You are viewing a plain text version of this content. The canonical link for it is here.
Posted to dev@hama.apache.org by "Edward J. Yoon" <ed...@apache.org> on 2011/10/25 14:42:10 UTC

Performance on large cluster.

Hi,

I heard that the task scheduling will be most important factor for
high performance on large cluster since the barrier waits for the
slowest task. What do you think about this?

P.S., If user use YARN cluster, BSP task scheduling will be done by
their resource management system.

-- 
Best Regards, Edward J. Yoon
@eddieyoon

Re: Performance on large cluster.

Posted by Thomas Jungblut <th...@googlemail.com>.
Hey Edward,

from what you tell you are speaking about some kind of speculative task
execution.
This is also possible in YARN, if you have free resources.

Overall, the running time of a task is highly dependend on how much work it
has to do.
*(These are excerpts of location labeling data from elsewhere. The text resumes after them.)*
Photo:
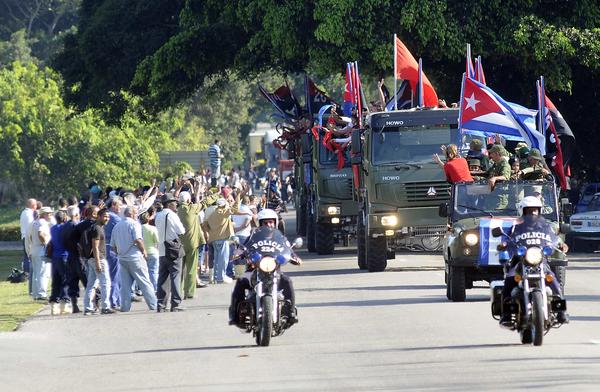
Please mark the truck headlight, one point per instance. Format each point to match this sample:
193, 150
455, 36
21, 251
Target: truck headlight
471, 239
389, 220
333, 210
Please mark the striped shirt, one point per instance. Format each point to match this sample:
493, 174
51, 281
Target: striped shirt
214, 154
So splitting the data even will result in good performance in
every task.
Also we can reduce the time we spend in synchronization by using
asynchronous messaging.
In this case we send messages while computation phase and just transferring
the missing rest which has not yet been transfered in the sync phase.
This should result in a performance boost, especially in messaging heavy
jobs like SSSP.

2011/10/25 Edward J. Yoon <ed...@apache.org>

> Hi,
>
> I heard that the task scheduling will be most important factor for
> high performance on large cluster since the barrier waits for the
> slowest task. What do you think about this?
>
> P.S., If user use YARN cluster, BSP task scheduling will be done by
> their resource management system.
>
> --
> Best Regards, Edward J. Yoon
> @eddieyoon
>



-- 
Thomas Jungblut
Berlin <th...@gmail.com>